Nel ricercare, attraverso la memoria, la verità del suo passato e nel ricostruire ciò che è stato per ritrovare un senso di appartenenza, Pietro finisce per rivelare la verità dell’essere chi è; utilizzando la tecnica del flusso di coscienza, esprime i suoi pensieri e comunica con straordinaria forza evocativa le sue emozioni e i suoi sentimenti intimi, mescola memorie personali con riflessioni letterarie e filosofiche. Nel cuore del racconto traspare una forte nostalgia del passato, intesa come percezione esistenziale, per le persone amate, per la casa, per il palazzo Vaccariello e per il piccolo paese che è stato costretto a lasciare, per i luoghi in cui ha trascorso l’infanzia e l’adolescenza, per i paesaggi vissuti, per gli incontri e le esperienze avute e per le emozioni registrate nei diversi momenti della quotidianità.
Lo stile essenziale e veritiero della scrittura autobiografica di Pietro Capuzzimati è caratterizzato dall’utilizzo del dialetto nelle forme lessicali, semantiche e sintattiche che manifestano un modo di pensare il mondo, una visione delle cose, nonché un modo di tratteggiare personaggi irresistibili, che portano a scoprire le mille facce della realtà paesana, e i luoghi e di articolare ed esprimere punti di vista diversi.
L’uso continuo di parole, di modi di dire, di costrutti e di frasi scritte in dialetto, sta a significare da una parte l’attaccamento alla sua terra, alle proprie radici, dall’altra il rispetto e l’affetto che Pietro nutre verso i suoi concittadini, narrando gli usi, costumi e tradizioni della sua gente. Ogni parola, ricordata e trascritta in dialetto, è una testimonianza di un’epoca, di un modo di fare le cose, di un’idea, di un sentimento vissuto, di una cultura di un tempo ormai passato, non certamente privo di bellezza e di energia.

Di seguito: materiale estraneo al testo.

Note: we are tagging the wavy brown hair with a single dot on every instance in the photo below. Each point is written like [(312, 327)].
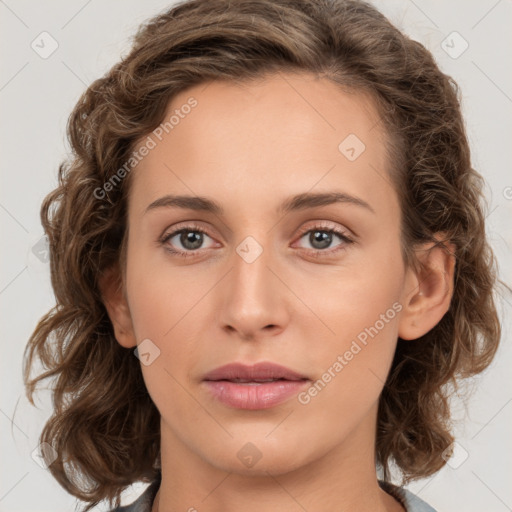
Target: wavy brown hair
[(105, 427)]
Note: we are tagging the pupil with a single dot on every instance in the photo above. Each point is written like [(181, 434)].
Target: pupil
[(193, 238), (320, 239)]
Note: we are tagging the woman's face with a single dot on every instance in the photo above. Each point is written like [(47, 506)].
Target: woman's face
[(313, 285)]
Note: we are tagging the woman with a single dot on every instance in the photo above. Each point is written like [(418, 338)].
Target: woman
[(272, 206)]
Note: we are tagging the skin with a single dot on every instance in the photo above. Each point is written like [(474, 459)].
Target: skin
[(249, 147)]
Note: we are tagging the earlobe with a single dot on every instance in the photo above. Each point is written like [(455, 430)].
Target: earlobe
[(112, 293), (428, 292)]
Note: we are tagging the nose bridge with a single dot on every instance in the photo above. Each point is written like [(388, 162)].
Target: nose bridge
[(254, 297)]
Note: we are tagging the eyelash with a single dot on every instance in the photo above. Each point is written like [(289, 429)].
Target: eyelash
[(316, 253)]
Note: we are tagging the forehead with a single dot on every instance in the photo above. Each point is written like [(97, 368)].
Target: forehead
[(255, 140)]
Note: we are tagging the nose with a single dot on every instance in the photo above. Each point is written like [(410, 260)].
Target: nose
[(254, 299)]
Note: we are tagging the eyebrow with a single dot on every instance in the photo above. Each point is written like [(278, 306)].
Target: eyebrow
[(294, 203)]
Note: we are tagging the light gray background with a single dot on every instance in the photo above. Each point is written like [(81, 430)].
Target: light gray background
[(36, 97)]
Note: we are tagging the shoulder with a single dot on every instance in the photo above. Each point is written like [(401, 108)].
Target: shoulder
[(410, 501), (144, 502)]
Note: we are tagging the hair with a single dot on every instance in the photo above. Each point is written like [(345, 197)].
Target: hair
[(105, 427)]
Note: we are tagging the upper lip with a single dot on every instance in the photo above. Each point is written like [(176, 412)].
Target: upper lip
[(253, 373)]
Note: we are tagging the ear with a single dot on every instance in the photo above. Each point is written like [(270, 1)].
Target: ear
[(114, 299), (427, 292)]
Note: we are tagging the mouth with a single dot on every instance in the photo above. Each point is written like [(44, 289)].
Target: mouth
[(259, 372), (260, 386)]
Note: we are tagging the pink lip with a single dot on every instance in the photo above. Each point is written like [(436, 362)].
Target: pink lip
[(250, 394)]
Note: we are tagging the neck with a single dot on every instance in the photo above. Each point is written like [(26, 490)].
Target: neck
[(342, 479)]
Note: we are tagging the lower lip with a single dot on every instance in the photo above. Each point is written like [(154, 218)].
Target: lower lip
[(253, 395)]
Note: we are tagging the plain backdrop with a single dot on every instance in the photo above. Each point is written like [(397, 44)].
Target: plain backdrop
[(471, 41)]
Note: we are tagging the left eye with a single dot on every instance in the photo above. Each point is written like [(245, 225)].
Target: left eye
[(321, 239)]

La brillante e trascinante prosa di Pietro è essenziale, diretta attraverso l’arte della semplicità e dell’immediatezza. Un vero godimento si prova a leggere queste pagine capaci di raccontare con rara leggerezza, ironia e matura acutezza la grande avventura di una vita.
I viaggi della rondine di Pietro Capuzzimati è un magnifico e personalissimo memoir che palpita di vita vera con pagine uniche per il modo con cui riescono a fondere testimonianze e storia, cultura e poesia alla ricerca di un senso di appartenenza.